Born in Pasadena and raised in Orange County, Elizabeth Turk earned her M.F.A. at the Rinehart School of Sculpture, Maryland Institute College of Art in Baltimore.
In Turk’s work, the shape of the line is created by extreme loss. That is, the reductive process of carving creates a positive, fragile form in which the absence of the original material is a focus. Turk encourages us to consider how nature has shaped these organic materials long before the artist’s manipulation of them into new forms. When viewed as components in a complex natural system, their singular beauty and inherent mystery is revealed. Turk compels us to view works of art not only as objects to be coveted and collected, but also as expressions of the natural world and our evolving relation to it.
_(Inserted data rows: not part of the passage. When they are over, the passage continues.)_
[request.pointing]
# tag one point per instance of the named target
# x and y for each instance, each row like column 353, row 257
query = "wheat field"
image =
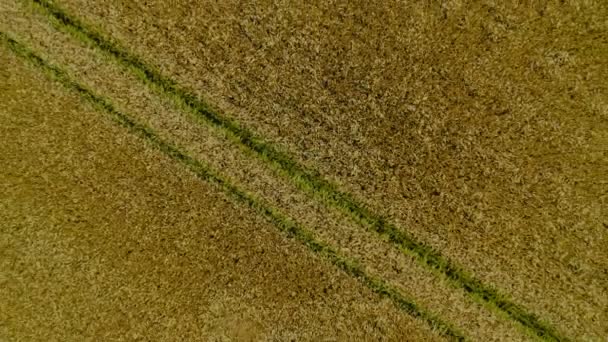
column 282, row 170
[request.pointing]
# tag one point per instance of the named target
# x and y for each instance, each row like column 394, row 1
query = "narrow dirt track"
column 516, row 200
column 104, row 237
column 479, row 129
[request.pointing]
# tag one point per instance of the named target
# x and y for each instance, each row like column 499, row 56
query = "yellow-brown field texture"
column 318, row 170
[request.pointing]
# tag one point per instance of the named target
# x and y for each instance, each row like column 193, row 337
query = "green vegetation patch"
column 284, row 224
column 302, row 177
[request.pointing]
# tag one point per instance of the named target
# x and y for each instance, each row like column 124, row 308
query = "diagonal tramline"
column 304, row 178
column 286, row 225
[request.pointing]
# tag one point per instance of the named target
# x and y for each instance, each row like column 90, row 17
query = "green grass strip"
column 291, row 228
column 304, row 178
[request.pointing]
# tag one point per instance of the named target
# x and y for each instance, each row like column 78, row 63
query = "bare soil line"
column 105, row 237
column 467, row 170
column 251, row 175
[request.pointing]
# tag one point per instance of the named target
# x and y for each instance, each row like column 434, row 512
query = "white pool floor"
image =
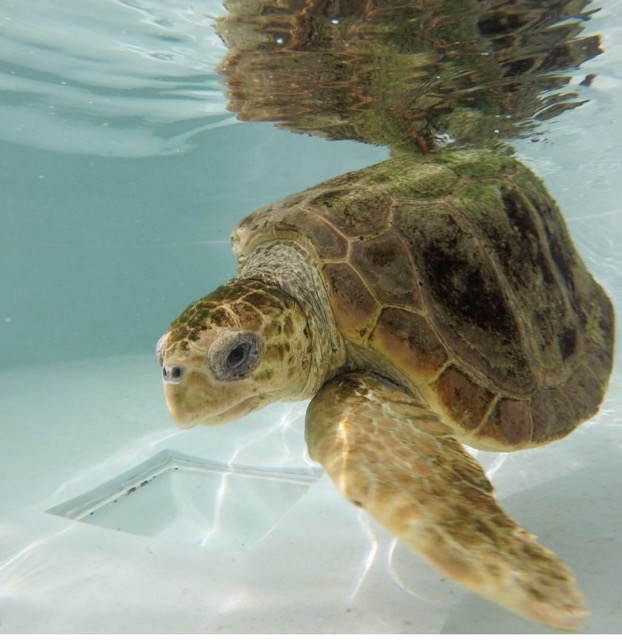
column 232, row 529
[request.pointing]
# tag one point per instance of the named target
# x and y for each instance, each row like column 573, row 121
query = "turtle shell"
column 454, row 274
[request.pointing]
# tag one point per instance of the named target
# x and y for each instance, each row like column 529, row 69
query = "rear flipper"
column 391, row 455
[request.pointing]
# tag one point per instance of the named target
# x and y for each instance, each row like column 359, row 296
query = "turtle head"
column 245, row 345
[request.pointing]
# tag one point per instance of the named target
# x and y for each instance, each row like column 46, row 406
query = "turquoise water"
column 121, row 177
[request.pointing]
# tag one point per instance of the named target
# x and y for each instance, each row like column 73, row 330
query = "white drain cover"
column 178, row 497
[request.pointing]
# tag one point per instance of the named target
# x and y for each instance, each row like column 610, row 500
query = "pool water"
column 121, row 177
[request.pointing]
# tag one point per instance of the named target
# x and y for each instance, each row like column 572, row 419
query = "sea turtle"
column 420, row 303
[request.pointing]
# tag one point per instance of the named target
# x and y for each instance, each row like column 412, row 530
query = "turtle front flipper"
column 394, row 457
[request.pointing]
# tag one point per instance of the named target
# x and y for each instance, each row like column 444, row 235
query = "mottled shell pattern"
column 455, row 276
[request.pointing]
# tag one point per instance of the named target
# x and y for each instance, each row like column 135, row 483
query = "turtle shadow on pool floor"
column 577, row 515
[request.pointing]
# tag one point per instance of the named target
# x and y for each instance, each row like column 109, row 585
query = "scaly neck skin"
column 289, row 267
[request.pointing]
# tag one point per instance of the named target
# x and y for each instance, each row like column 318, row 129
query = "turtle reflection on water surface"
column 427, row 301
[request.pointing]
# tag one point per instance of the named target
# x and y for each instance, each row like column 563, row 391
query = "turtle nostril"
column 172, row 374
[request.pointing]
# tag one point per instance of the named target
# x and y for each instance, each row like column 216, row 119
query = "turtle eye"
column 236, row 358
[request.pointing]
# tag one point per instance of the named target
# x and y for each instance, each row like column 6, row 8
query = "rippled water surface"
column 122, row 174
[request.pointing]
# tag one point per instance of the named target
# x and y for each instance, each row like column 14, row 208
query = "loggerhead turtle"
column 421, row 304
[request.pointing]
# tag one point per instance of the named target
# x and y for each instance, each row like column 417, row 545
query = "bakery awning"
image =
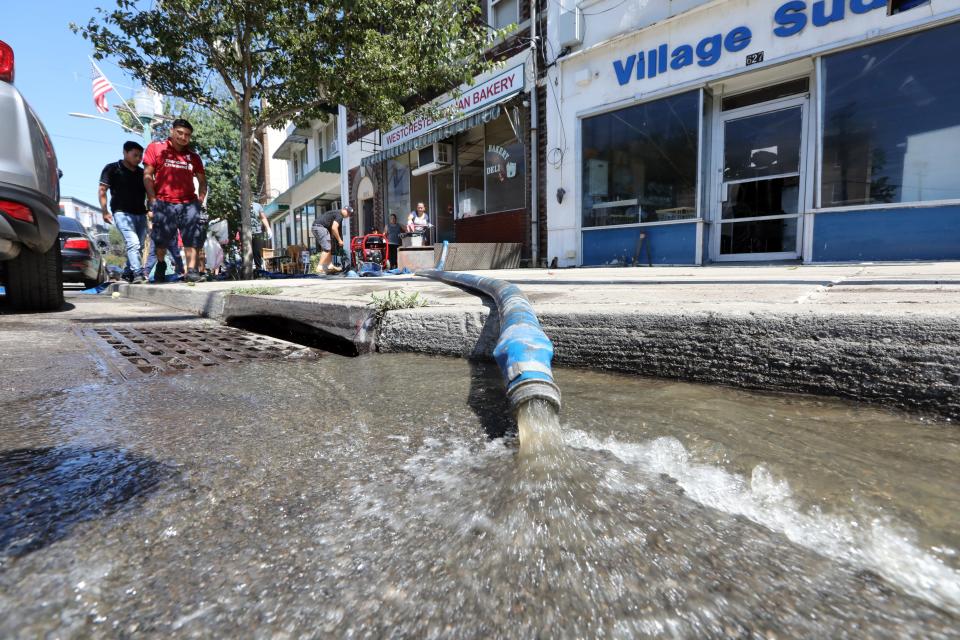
column 438, row 134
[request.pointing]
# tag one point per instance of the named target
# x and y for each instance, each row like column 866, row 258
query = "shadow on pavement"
column 46, row 492
column 7, row 310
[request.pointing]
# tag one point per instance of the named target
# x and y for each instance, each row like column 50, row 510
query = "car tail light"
column 16, row 210
column 6, row 62
column 81, row 244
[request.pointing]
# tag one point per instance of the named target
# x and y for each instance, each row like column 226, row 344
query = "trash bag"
column 213, row 252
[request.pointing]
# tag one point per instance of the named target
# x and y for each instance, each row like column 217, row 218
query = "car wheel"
column 35, row 280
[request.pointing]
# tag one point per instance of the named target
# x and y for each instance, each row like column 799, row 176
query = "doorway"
column 442, row 204
column 761, row 189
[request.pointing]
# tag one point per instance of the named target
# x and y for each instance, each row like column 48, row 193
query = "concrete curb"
column 910, row 363
column 903, row 361
column 345, row 322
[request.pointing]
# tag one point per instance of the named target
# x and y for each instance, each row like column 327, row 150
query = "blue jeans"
column 173, row 250
column 133, row 227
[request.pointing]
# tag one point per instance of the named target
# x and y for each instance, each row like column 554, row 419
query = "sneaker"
column 160, row 273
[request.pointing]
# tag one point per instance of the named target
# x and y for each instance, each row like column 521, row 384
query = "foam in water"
column 880, row 545
column 539, row 428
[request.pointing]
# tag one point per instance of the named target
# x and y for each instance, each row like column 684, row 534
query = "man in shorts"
column 327, row 229
column 169, row 171
column 124, row 180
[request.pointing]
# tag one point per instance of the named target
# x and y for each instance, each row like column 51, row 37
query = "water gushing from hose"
column 523, row 352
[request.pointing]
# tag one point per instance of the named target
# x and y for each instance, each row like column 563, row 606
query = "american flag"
column 101, row 87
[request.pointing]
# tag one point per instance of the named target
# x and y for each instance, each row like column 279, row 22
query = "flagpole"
column 123, row 100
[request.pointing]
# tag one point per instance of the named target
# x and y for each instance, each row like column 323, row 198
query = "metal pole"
column 147, row 132
column 344, row 172
column 534, row 146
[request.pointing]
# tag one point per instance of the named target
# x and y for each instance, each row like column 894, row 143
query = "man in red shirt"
column 169, row 170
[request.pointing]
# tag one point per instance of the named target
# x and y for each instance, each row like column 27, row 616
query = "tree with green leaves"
column 272, row 61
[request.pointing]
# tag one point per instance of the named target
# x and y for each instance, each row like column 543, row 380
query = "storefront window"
column 470, row 201
column 504, row 168
column 398, row 186
column 891, row 122
column 640, row 163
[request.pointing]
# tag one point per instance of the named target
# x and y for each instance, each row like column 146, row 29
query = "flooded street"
column 378, row 497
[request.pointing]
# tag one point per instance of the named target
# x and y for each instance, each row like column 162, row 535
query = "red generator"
column 369, row 253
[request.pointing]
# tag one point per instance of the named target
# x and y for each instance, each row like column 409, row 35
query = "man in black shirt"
column 128, row 196
column 327, row 227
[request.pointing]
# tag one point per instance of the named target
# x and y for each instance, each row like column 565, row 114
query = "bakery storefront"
column 469, row 171
column 821, row 131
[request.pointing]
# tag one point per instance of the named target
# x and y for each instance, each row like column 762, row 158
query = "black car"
column 30, row 270
column 80, row 255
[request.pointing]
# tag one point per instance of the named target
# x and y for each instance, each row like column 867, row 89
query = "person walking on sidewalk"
column 173, row 250
column 327, row 227
column 259, row 226
column 124, row 180
column 169, row 170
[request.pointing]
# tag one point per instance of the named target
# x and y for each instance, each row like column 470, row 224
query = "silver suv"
column 29, row 202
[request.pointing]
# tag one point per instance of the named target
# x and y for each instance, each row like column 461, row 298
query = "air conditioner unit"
column 436, row 156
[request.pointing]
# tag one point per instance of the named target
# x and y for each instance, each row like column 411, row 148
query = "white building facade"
column 308, row 159
column 709, row 131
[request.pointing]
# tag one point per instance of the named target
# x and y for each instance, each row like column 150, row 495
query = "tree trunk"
column 245, row 191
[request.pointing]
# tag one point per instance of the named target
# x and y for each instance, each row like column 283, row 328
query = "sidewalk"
column 882, row 333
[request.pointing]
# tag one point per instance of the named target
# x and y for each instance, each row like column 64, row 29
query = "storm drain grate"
column 157, row 350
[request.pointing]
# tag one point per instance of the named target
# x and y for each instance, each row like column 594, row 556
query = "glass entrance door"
column 441, row 188
column 761, row 185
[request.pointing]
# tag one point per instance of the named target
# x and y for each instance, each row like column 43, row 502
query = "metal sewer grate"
column 158, row 350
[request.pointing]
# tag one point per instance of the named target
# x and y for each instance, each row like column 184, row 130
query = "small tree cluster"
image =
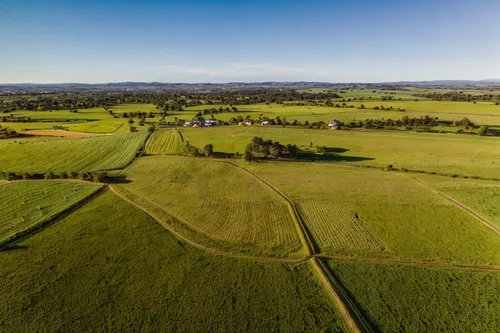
column 263, row 148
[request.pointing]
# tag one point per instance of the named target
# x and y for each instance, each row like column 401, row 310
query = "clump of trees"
column 6, row 133
column 260, row 148
column 95, row 176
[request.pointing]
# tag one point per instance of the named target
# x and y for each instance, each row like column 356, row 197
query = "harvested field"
column 216, row 199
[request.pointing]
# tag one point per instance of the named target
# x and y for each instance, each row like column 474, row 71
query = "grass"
column 481, row 196
column 68, row 155
column 416, row 299
column 108, row 267
column 358, row 212
column 25, row 204
column 169, row 141
column 215, row 200
column 447, row 153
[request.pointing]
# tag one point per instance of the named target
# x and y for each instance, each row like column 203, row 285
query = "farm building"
column 335, row 124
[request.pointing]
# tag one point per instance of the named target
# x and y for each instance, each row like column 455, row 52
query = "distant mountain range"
column 252, row 85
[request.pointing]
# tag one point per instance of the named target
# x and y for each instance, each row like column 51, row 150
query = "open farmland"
column 25, row 204
column 165, row 142
column 108, row 267
column 69, row 155
column 362, row 211
column 216, row 199
column 447, row 153
column 483, row 197
column 438, row 299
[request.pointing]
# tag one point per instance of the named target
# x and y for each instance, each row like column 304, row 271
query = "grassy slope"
column 483, row 197
column 24, row 204
column 108, row 267
column 167, row 141
column 100, row 153
column 432, row 152
column 415, row 299
column 411, row 221
column 217, row 199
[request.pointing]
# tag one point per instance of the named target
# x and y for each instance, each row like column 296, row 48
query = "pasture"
column 69, row 155
column 216, row 200
column 483, row 197
column 27, row 203
column 109, row 267
column 447, row 153
column 369, row 212
column 168, row 141
column 438, row 299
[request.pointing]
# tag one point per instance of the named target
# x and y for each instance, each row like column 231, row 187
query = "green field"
column 483, row 197
column 69, row 155
column 165, row 142
column 27, row 203
column 358, row 211
column 447, row 153
column 108, row 267
column 216, row 200
column 397, row 298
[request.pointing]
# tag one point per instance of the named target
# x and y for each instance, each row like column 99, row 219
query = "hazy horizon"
column 218, row 41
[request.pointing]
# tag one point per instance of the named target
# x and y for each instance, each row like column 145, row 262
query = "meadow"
column 69, row 155
column 367, row 212
column 167, row 141
column 216, row 200
column 108, row 267
column 27, row 203
column 481, row 196
column 447, row 153
column 399, row 298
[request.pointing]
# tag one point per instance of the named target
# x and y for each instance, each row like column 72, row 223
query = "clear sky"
column 48, row 41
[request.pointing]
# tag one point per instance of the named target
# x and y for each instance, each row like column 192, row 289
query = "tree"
column 292, row 150
column 99, row 176
column 248, row 155
column 208, row 149
column 276, row 149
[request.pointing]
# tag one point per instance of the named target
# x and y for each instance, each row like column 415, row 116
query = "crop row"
column 165, row 142
column 334, row 226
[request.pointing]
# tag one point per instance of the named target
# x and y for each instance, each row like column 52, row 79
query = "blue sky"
column 46, row 41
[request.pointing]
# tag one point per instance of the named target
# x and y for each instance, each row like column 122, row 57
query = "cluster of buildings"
column 196, row 123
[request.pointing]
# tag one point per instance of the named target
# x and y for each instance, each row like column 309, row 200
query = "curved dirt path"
column 459, row 205
column 204, row 248
column 408, row 262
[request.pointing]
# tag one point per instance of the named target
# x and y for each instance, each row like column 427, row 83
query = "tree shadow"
column 311, row 156
column 120, row 179
column 335, row 150
column 219, row 154
column 13, row 247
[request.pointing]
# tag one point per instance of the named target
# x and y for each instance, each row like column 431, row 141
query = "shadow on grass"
column 311, row 156
column 120, row 179
column 13, row 247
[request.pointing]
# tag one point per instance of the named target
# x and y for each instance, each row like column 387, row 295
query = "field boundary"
column 380, row 261
column 204, row 248
column 26, row 233
column 337, row 294
column 459, row 205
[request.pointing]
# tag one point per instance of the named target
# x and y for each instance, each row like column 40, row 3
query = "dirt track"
column 62, row 134
column 461, row 206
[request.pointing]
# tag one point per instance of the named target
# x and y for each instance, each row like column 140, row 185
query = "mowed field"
column 108, row 267
column 447, row 153
column 483, row 197
column 368, row 212
column 167, row 141
column 25, row 204
column 69, row 155
column 215, row 199
column 398, row 298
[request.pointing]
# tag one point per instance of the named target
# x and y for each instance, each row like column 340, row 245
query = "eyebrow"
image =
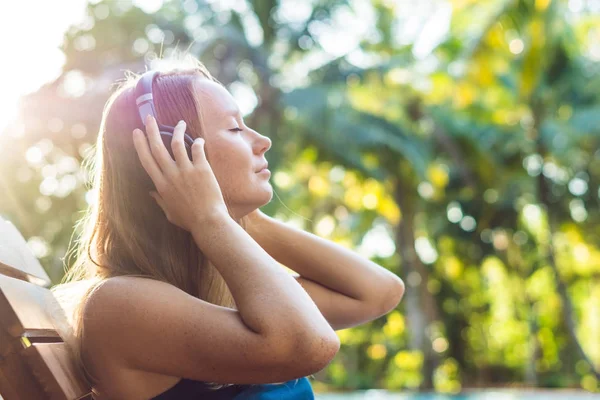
column 233, row 111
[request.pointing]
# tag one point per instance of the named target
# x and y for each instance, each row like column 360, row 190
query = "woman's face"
column 235, row 151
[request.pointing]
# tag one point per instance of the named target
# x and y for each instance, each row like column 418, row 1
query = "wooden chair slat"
column 17, row 382
column 52, row 365
column 16, row 260
column 26, row 309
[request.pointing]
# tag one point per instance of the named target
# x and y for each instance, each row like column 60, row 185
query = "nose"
column 262, row 143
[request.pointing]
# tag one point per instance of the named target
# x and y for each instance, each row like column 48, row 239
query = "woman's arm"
column 347, row 288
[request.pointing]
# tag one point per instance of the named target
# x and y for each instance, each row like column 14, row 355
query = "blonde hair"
column 124, row 231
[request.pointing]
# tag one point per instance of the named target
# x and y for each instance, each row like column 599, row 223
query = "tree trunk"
column 419, row 304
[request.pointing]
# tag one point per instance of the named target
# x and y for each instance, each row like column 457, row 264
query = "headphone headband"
column 143, row 96
column 144, row 101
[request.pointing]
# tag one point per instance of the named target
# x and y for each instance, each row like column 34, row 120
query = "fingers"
column 198, row 155
column 157, row 147
column 143, row 150
column 181, row 157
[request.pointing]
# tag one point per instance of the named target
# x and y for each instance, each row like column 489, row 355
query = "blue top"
column 187, row 389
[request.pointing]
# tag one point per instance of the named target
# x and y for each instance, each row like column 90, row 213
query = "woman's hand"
column 188, row 191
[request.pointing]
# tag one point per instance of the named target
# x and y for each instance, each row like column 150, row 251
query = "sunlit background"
column 454, row 142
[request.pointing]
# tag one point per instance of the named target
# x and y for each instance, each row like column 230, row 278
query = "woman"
column 183, row 296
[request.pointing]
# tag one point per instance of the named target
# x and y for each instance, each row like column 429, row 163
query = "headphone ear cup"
column 167, row 137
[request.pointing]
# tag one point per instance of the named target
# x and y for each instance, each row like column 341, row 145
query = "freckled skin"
column 234, row 155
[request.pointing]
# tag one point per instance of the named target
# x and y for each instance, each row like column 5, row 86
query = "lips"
column 264, row 166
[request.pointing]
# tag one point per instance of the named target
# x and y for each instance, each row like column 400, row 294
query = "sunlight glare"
column 36, row 58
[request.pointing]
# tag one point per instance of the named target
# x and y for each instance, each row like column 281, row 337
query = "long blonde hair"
column 124, row 231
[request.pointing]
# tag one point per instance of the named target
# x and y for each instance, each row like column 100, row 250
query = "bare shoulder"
column 145, row 325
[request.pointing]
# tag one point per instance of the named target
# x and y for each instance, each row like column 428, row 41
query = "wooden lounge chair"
column 35, row 363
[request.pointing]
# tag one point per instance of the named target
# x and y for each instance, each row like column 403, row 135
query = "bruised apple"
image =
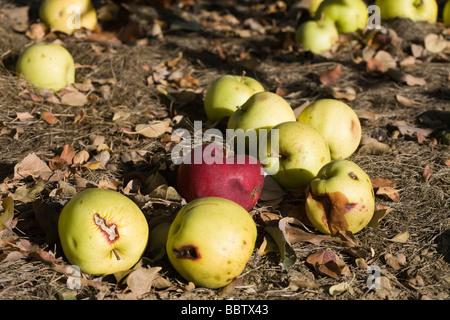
column 340, row 198
column 337, row 122
column 227, row 93
column 302, row 151
column 46, row 65
column 211, row 173
column 210, row 241
column 102, row 231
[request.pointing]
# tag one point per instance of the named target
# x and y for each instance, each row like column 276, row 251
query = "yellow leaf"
column 7, row 216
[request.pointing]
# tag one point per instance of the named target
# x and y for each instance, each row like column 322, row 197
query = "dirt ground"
column 151, row 65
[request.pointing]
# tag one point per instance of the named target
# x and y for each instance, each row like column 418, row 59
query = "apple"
column 237, row 177
column 46, row 65
column 210, row 241
column 338, row 124
column 102, row 231
column 317, row 36
column 68, row 15
column 302, row 152
column 446, row 13
column 227, row 93
column 340, row 198
column 262, row 110
column 415, row 10
column 313, row 6
column 349, row 15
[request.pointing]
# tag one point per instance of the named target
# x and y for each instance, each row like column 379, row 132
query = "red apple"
column 211, row 173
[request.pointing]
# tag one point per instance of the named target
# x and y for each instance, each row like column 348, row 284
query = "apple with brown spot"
column 340, row 198
column 102, row 231
column 210, row 241
column 210, row 172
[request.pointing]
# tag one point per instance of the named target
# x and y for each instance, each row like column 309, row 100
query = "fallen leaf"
column 392, row 193
column 326, row 262
column 426, row 173
column 331, row 76
column 435, row 43
column 397, row 262
column 7, row 216
column 402, row 77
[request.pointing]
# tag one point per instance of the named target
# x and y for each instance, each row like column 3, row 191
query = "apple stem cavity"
column 110, row 231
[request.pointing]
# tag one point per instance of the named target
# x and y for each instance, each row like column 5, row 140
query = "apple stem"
column 116, row 253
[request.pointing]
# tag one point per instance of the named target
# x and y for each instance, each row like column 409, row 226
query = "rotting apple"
column 337, row 122
column 68, row 15
column 415, row 10
column 317, row 36
column 302, row 151
column 237, row 177
column 262, row 110
column 227, row 93
column 340, row 198
column 313, row 6
column 102, row 231
column 46, row 65
column 210, row 241
column 349, row 15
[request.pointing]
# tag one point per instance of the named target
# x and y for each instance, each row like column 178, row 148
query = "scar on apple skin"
column 187, row 252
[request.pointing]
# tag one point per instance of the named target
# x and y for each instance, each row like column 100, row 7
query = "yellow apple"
column 68, row 15
column 46, row 65
column 415, row 10
column 338, row 124
column 102, row 231
column 227, row 93
column 340, row 198
column 302, row 151
column 210, row 241
column 349, row 15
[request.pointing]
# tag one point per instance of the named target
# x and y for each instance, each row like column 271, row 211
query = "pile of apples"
column 330, row 18
column 213, row 236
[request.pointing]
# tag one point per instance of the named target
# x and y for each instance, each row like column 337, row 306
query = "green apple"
column 313, row 6
column 415, row 10
column 102, row 231
column 302, row 151
column 338, row 124
column 210, row 241
column 262, row 110
column 227, row 93
column 317, row 36
column 46, row 65
column 349, row 15
column 446, row 13
column 340, row 198
column 68, row 15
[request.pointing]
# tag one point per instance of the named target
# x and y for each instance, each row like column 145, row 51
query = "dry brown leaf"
column 49, row 117
column 332, row 76
column 33, row 166
column 326, row 262
column 426, row 173
column 401, row 237
column 435, row 43
column 402, row 77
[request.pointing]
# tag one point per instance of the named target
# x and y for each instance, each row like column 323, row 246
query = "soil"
column 152, row 64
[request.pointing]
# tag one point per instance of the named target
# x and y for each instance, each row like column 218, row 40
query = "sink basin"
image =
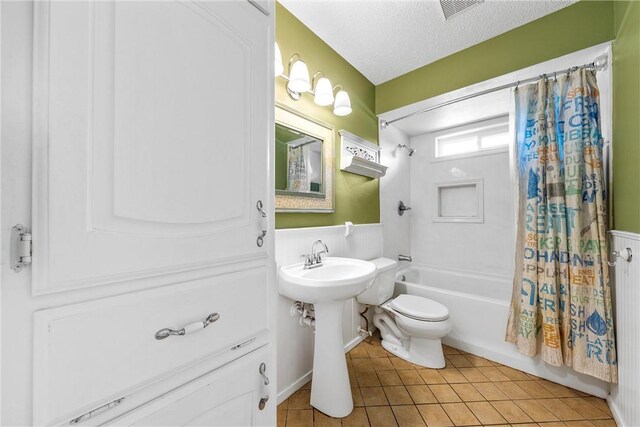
column 337, row 280
column 327, row 288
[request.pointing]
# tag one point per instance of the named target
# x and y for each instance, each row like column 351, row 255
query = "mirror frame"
column 312, row 202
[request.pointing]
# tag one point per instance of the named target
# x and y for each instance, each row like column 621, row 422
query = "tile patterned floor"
column 469, row 391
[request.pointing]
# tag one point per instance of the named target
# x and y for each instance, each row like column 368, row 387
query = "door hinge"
column 97, row 411
column 20, row 250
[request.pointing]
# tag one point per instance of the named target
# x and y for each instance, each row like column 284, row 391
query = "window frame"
column 469, row 128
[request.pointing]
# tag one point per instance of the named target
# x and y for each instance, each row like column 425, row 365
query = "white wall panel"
column 625, row 396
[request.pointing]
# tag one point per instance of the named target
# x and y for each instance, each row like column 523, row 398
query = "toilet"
column 411, row 326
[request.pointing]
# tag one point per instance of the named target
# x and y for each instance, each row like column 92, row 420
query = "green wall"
column 576, row 27
column 357, row 197
column 626, row 117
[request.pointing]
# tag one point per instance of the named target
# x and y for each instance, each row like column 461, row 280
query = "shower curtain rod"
column 598, row 64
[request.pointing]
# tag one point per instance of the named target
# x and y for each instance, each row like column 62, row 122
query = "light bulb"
column 323, row 92
column 278, row 61
column 342, row 104
column 299, row 77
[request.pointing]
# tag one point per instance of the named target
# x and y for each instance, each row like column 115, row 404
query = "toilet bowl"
column 411, row 326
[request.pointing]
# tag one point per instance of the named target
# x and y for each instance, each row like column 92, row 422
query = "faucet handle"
column 307, row 259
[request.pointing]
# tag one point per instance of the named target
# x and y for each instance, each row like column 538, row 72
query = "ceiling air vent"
column 451, row 8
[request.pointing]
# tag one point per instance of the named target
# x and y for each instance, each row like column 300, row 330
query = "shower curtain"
column 561, row 303
column 298, row 178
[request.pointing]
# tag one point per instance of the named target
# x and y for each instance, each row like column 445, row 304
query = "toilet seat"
column 419, row 308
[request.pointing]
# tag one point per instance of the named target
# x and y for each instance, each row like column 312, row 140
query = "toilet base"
column 422, row 351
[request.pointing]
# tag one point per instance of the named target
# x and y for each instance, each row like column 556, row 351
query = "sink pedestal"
column 330, row 388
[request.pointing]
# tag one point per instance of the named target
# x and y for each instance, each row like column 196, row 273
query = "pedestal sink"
column 327, row 288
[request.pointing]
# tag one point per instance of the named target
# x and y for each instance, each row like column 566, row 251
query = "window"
column 463, row 141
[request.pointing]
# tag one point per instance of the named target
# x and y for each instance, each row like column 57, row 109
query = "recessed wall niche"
column 460, row 201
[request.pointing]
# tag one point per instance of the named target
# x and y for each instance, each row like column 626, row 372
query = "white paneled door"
column 135, row 147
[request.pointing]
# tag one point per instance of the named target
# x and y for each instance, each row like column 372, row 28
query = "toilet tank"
column 383, row 285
A recipient of numerous awards, including a MacArthur Foundation Fellowship (2010), a Barnett and Annalee Newman Foundation Fellowship (2010), and a Smithsonian Artist Research Fellowship (2011), Turk is internationally recognized for transforming her signature medium of marble into strikingly intricate objects that defy convention and challenge our preconceptions of what marble can do. Through the use of electric grinders, dental tools, and files, Turk pushes her medium to its limit, creating in each sculpture a provocative tension between the intrinsic strength of the stone and its inherent fragility, while speaking to larger conceptual and spiritual concerns of time, matter, and space.
During the twenty-two years that Turk has been represented by Hirschl & Adler Modern, the gallery has mounted five extensive solo exhibitions of her work, each accompanied by publications; as well as a solo Art Kabinett at Art Basel Miami Beach (2012), a solo presentation at Masterpiece London (2014), and a solo presentation at the ADAA Art Show in 2017. Across all of these venues, the work was met with critical and commercial success from individuals based in South America, Europe, and the U.S.
Turk’s work resides in numerous prestigious private and public collections, including the Los Angeles County Museum of Art, CA; the Jewish Museum, New York, NY; American University, Washington, D.C. (formerly, the Corcoran Gallery of Art) and the National Museum of Women in the Arts, Washington, D.C.; the Weatherspoon Gallery, University of North Carolina at Greensboro, NC; The Mint Museum, Charlotte, NC; the Catalina Museum for Art & History, CA; and the Dixon Gallery & Gardens, Memphis, TN. Institutional monographic exhibitions include Tipping Point: Echoes of Extinction, Woodson Art Museum, Wausau, WI (2022); Double Take, with Mel Chin, Frederik Meijer Gardens & Sculpture Park (2022), Elizabeth Turk: Heaven, Earth, Home, Brattleboro Museum and Art Center, VT (2018-19); Elizabeth Turk: Sentient Forms, Laguna Art Museum, CA (2015); Elizabeth Turk: Wings, The Dayton Art Institute, OH (2013); and Elizabeth Turk, The Collars: Tracings of Thought, Mint Museum of Art, Charlotte, NC (2004). The artist lives and works in Santa Ana, CA and New York, NY.